American painter (1923–2025)

Albina Kathryn Smith (née Metzger; February 27, 1923 – February 11, 2025) was an American visual artist, who specialized in using watercolors and depicting landscapes.

==Early life==
Smith was born in Vandalia, Illinois, on February 27, 1923. She grew up in Vandalia and was the fourth of six children.

==Career==
During World War II, Smith moved to Chicago and attended classes at the School of the Art Institute of Chicago. She worked as a commercial illustrator until the 1970s, when she turned to historical subjects. She visited historical sites to depict them accurately and raise awareness about these sites importance to the national heritage.
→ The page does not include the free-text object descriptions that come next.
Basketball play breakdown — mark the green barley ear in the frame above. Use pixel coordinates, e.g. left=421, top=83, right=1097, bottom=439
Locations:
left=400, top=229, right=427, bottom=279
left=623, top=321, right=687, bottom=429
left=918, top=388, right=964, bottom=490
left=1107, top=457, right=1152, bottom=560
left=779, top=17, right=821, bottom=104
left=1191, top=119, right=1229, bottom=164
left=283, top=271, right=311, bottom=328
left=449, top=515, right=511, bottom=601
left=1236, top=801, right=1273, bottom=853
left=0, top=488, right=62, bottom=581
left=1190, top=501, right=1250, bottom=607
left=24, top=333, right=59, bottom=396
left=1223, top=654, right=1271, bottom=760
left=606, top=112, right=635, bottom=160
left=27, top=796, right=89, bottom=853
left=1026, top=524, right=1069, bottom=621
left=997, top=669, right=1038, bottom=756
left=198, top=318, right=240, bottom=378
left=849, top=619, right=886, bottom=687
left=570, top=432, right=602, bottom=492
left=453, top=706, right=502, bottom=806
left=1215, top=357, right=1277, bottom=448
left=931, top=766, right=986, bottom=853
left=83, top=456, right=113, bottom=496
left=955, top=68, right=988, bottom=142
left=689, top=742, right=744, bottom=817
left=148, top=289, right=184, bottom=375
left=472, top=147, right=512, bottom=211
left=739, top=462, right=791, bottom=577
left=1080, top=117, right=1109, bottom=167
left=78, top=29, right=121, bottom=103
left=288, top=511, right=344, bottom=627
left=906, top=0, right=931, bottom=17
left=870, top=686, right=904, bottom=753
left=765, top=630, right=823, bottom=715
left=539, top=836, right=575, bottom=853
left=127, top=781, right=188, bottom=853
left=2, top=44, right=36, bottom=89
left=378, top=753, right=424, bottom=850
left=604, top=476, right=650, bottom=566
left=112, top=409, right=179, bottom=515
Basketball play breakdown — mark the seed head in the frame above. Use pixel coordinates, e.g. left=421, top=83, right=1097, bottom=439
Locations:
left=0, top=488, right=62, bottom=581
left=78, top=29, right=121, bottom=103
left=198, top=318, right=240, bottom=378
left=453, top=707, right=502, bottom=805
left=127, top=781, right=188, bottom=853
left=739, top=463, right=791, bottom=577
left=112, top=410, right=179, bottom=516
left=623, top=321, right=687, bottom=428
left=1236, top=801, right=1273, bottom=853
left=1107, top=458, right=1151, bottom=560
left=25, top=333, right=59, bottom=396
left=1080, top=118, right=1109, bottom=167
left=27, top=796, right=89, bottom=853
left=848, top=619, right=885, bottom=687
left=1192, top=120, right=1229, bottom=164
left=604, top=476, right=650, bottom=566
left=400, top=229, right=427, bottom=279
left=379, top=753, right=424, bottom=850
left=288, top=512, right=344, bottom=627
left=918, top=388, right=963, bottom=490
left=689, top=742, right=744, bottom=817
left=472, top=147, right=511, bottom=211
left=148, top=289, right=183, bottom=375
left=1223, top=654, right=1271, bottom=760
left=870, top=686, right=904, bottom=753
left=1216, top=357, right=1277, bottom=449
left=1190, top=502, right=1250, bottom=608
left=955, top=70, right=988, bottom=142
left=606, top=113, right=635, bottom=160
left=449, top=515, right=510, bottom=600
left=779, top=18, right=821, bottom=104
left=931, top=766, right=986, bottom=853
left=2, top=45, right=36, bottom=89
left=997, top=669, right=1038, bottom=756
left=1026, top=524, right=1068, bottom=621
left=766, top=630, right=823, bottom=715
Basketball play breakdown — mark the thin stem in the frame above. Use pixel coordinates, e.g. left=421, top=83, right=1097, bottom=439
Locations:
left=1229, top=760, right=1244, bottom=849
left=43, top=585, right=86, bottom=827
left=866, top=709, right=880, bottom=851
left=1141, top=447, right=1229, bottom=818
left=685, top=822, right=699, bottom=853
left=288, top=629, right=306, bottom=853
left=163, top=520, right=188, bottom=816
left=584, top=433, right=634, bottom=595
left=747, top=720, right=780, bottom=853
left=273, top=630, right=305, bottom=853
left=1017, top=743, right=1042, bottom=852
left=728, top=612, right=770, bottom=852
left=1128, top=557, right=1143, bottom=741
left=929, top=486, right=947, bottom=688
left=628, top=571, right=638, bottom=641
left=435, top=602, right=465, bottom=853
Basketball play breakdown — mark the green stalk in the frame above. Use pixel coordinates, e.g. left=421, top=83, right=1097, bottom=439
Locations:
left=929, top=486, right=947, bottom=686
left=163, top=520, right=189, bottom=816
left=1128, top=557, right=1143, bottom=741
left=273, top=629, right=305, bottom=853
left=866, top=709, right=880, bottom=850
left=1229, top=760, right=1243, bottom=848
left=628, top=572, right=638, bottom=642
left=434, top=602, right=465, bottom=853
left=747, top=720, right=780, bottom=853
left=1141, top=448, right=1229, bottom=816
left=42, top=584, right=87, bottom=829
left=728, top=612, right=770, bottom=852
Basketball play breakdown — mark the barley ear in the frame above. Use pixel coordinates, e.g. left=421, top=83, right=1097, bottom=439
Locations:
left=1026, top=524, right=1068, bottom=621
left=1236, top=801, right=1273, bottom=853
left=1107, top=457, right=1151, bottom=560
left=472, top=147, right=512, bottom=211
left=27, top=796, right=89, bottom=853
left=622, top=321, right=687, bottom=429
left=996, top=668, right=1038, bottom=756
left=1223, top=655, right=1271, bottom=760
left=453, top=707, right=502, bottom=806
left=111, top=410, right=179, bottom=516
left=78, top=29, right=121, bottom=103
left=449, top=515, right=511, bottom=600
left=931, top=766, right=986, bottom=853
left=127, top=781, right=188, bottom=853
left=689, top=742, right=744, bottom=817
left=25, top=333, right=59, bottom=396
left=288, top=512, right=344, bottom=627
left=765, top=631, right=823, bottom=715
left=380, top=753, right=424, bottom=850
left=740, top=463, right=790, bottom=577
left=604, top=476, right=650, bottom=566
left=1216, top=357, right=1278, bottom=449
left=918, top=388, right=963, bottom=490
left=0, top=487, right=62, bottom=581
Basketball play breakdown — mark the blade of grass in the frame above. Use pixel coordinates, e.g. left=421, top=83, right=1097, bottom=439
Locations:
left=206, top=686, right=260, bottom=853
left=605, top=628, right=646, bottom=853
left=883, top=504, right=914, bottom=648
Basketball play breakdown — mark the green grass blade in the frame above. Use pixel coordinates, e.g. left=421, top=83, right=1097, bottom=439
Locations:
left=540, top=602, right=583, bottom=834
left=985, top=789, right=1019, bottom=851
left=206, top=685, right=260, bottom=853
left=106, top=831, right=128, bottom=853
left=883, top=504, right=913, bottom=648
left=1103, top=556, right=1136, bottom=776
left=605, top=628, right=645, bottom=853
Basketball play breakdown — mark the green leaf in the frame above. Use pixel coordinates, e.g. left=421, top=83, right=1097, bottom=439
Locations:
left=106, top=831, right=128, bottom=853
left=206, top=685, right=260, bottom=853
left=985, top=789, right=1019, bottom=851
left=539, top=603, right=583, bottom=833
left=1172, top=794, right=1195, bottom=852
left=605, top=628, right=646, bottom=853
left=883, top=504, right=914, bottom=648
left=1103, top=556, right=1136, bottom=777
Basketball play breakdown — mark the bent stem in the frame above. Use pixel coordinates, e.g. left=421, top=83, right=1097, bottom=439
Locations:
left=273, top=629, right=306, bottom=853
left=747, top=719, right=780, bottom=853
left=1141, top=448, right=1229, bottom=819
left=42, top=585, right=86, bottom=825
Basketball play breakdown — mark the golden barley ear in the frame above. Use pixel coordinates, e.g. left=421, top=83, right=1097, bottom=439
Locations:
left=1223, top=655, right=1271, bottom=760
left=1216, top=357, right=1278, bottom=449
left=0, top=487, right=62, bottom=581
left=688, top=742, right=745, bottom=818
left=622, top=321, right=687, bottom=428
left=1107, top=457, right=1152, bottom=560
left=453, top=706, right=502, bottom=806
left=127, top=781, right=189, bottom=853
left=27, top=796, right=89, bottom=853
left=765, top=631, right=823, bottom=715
For 21 years, she taught a watercolor class at the Old Town Triangle Art Center in Old Town, Chicago.

She had produced four books on her artwork and more than 250 paintings. She illustrated over 30 books for Thomas Jones, an editor at J.G. Ferguson Publishing Co.

==Later life and death==
At the age of 73, Smith was struck by Guillain–Barré syndrome which left her almost paralyzed. After rehabilitation, her daughter encouraged her to keep painting. She was still taking commissions after turning 90. She died in Chicago on February 11, 2025, at the age of 101.

==Awards and recognition==
In 1994, Smith was named the Artist Laureate of Illinois by The Lincoln Academy of Illinois. On the occasion of her 100th birthday, 27 February 2023 was proclaimed Kay Smith Day in Chicago by the Mayor's office.

==Major works==

Red Tails escorting the B17s in the permanent collection of the Pritzker Military Museum & Library

Smith's major works include a series of Abraham Lincoln-related sites, Red Tails escorting the B17s on display at the Pritzker Military Museum & Library, and paintings depicting famous Illinois sites on display at the Illinois Governors' Mansion.

She was commissioned by The Ernest Hemingway Foundation of Oak Park to do paintings depicting the Ernest Hemingway books The Snows of Kilimanjaro and The Old Man and the Sea. Some of her Hemingway paintings were exhibited as part of the Hemingway Centennial Celebration in Oak Park in 1999.

Her works have hung in the Harry S. Truman Library and Museum, the Illinois Institute of Technology, the Yorktown Victory Center (Yorktown, VA) and the Three Arts Club in Chicago.

==Bibliography==
- Edgell, David L. (2006). "Managing Sustainable Tourism: A Legacy for the Future"
- Jones, Thomas C. (1981). "So proudly we hail – keystones of American freedom: 375 years of remarkable events prepare the people of America to face the challenge of the '80s"
- Monroe, Dan, Lura Lynn Ryan, and Kay Lovelace Smith. At Home with Illinois Governors: A Social History of the Illinois Executive Mansion, 1855–2003. [Springfield, IL]: Illinois Executive Mansion Association, 2002. ISBN 0-9725610-0-5
- Whitney, David C., Kay Lovelace Smith, and Thomas C. Jones. The American Legacy: A Pageant of Great Deeds and Famous Words. Chicago: J.G. Ferguson, 1975.
- Whitney, David C. and Kay Lovelace Smith. The Colonial Spirit of '76: The People of the Revolution: The Lives of Members of the Continental Congresses and Other Prominent Men and Women of the Period. Chicago: J.G. Ferguson Pub. Co., 1974.